The boy blinked, confused but listening.

— Flashback — Sagiri's class —

"Forget the diagrams and structures and what-not. Now check this!" Sagiri announced.

She held up a bowl of pale-blue fluid that wobbled strangely in her hand.

"This—" she grinned, "is Oobleck!"

A murmur of curiosity rippled through the students.

"You see, if I hit it…" 

She slapped it, and the fluid held firm like a solid. 

"It's kinda hard." She said as she poked it. "But if I let it flow…"

Sagiri tilted her hand, letting the fluid pour gracefully into a glass jar. It shimmered in the sunlight.

"That's how your Mana works!"

The students' eyes lit up.

"...Kind of," she added after a pause.

"Kind of..?" one of the students repeated, bewildered.

"She's not very good at teaching, huh?" whispered another, earning a few nervous laughs.

Sagiri winked. 

"You'll get it when you stop trying so hard to get it."

— Present —

The boy closed his eyes, inhaling slowly, relaxing his shoulders. He let his thoughts fade, and in their place came rhythm.

"O current of still moonlight, mirror of the tranquil deep, gather upon my hand and heed my call—"

The Mana pulsed, no longer erratic but steady, fluid. It spiraled outward, tracing lines of glimmering blue across the ground. The air shimmered as droplets formed, swirling and merging until a stream coiled around his arm.

It moved with him—not as a weapon, but as an extension of will. The water hardened, edges glinting like crystals.

"Aqua Lance!"

He thrust his arm forward. The lance shot through the air, spiraling in a perfect arc before crashing into the boulder.

A burst of steam erupted, leaving behind a clean, gleaming crater where the rock had been scorched smooth.

The boy's eyes widened. For a moment, silence. Then quiet cheers rose from his classmates.

Kazuki blinked, genuinely caught off guard. A quiet laugh escaped him—half disbelief, half admiration. He'd heard students nod along to Sagiri's eccentric metaphors before, pretending to understand her "fluid logic," but this… this was different. The boy had actually gotten it.
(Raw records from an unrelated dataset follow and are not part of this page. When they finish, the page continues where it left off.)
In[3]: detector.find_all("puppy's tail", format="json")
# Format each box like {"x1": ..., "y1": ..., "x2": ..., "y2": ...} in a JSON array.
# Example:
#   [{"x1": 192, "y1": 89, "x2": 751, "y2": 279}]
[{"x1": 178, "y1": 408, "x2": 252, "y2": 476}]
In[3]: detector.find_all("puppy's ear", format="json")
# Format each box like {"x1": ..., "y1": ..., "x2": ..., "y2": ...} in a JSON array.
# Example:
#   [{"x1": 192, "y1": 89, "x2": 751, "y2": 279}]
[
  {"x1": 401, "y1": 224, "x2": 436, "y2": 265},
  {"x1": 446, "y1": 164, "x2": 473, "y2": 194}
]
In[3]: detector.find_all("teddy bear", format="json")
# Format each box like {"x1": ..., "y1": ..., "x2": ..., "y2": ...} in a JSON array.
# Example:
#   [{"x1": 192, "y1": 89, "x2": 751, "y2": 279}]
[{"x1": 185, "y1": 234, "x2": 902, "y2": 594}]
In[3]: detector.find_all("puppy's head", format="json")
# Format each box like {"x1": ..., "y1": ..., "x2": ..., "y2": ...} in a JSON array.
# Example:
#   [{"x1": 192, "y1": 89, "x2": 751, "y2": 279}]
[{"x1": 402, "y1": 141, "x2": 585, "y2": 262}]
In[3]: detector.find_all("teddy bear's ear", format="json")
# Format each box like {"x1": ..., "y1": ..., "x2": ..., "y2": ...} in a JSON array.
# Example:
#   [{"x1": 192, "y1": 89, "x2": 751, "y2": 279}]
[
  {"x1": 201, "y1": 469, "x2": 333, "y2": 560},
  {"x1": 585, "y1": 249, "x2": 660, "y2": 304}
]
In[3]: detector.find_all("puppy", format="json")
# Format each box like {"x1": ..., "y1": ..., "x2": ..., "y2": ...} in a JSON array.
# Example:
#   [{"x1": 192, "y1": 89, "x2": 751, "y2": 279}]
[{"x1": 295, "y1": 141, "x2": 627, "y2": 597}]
"...Huh, someone actually understood Sagiri."

He took a slow sip from his coffee, watching the boy stand there with awe still in his eyes.

"I'll be damned, maybe she can teach after all."

Something caught Kazuki's eyes—a shy, timid girl standing near the end of the line. Her posture was stiff, her fingers twitching nervously as she took a hesitant stance. Her eyes darted toward her classmates before she exhaled shakily, cheeks faintly flushed. 

This is so embarrassing… but I want to try it.

Kazuki tilted his head, intrigued. Her Mana shimmered faintly around her feet—a soft, uneven glow like flickering embers uncertain if they wanted to burn. 

She lifted her arms, taking a dancer's pose, then began to move—slowly at first, swaying to a rhythm only she could hear. Her voice was quiet, trembling, but it carried through the training ground.

"O serpent of burning veil—"

A ribbon of crimson fire flared to life around her body, spiraling like a living thing responding to her motion. The flame twisted and twirled as she did, the air rippling with heat, each motion painting streaks of light across the sky.

"coil, hiss—"

— Flashback — Sagiri's class —

"Each sorcerer's Mana behaves differently," 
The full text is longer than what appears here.